The need to strengthen and improve regional economic cooperation within the Western Balkans has been set as a priority both by the European Union and the Western Balkans countries themselves. The need to do is acute, given that many barriers to trade still remains, as well as the fact that the Western Balkan economies remain small and relatively underdeveloped, with an average GDP per capita which is just one third of the EU average.
“Increased regional cooperation on trade, infrastructure and the digital agenda holds significant potential for the Western Balkans,” said Martina Larkin, head of Europe and Eurasia and member of the executive committee of the World Economic Forum. “For example, on trade, Western Balkan countries could raise their degree of openness as measured by the share of exports in GDP, from less than 40 per cent to at least 80 per cent, as in other small transitional economies in Europe.”
Trade openness, in fact, in most Western Balkans countries is relatively low. According to the latest report issued by the European Commission, Untapped Potential: Intra-Regional Trade in the Western Balkans, only Serbia has managed to markedly increase its trade integration because of a steady and robust expansion of goods exports, the share of which in the country’s overall GDP has nearly doubled.
The EU remains the primary trading partner both for imports (60 per cent) and exports (70 per cent) from the Western Balkans.

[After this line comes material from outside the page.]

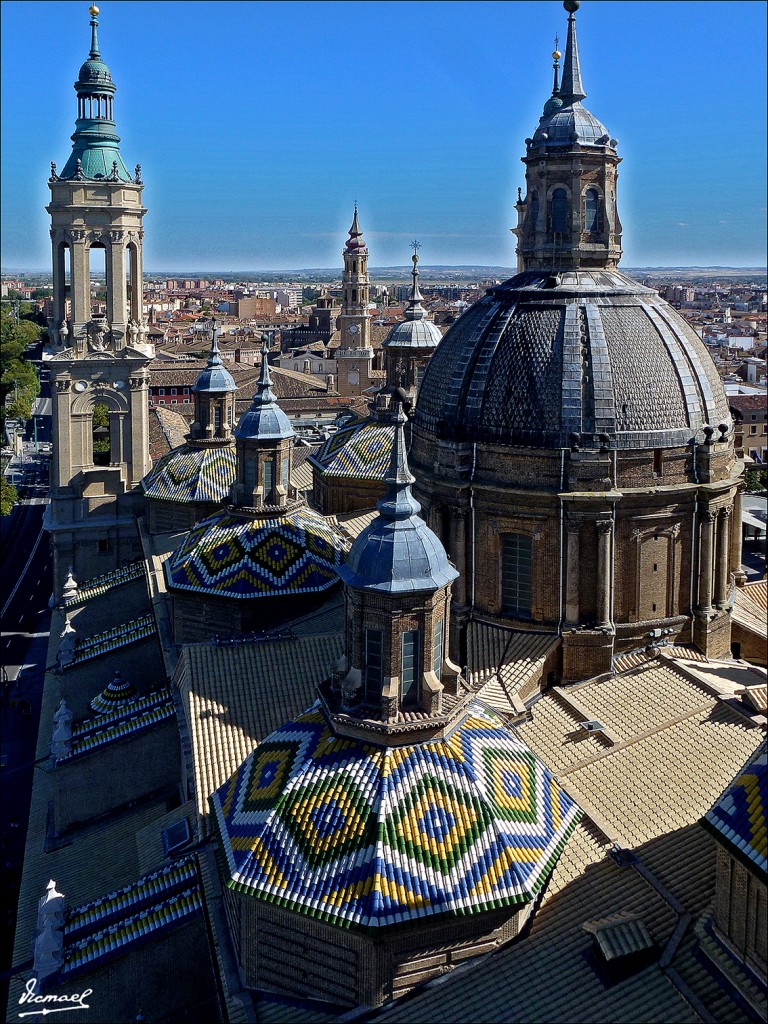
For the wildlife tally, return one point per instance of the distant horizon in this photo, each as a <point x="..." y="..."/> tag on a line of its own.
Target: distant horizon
<point x="400" y="268"/>
<point x="259" y="161"/>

And yet while Serbia, as well as Albania, Bosnia and Herzegovina, and Macedonia have increased their goods exports to the EU as a share of GDP, exports from Kosovo and Montenegro have declined as they are dominated by the same groups of goods which are also the most prevalent in their intra-regional trade: metals and minerals.
“To achieve sustainable growth, it will be important to develop strong partnerships with the private sector, which can complement investment from the public sector and ensure projects deliver the necessary impact,” added Mrs Larkin.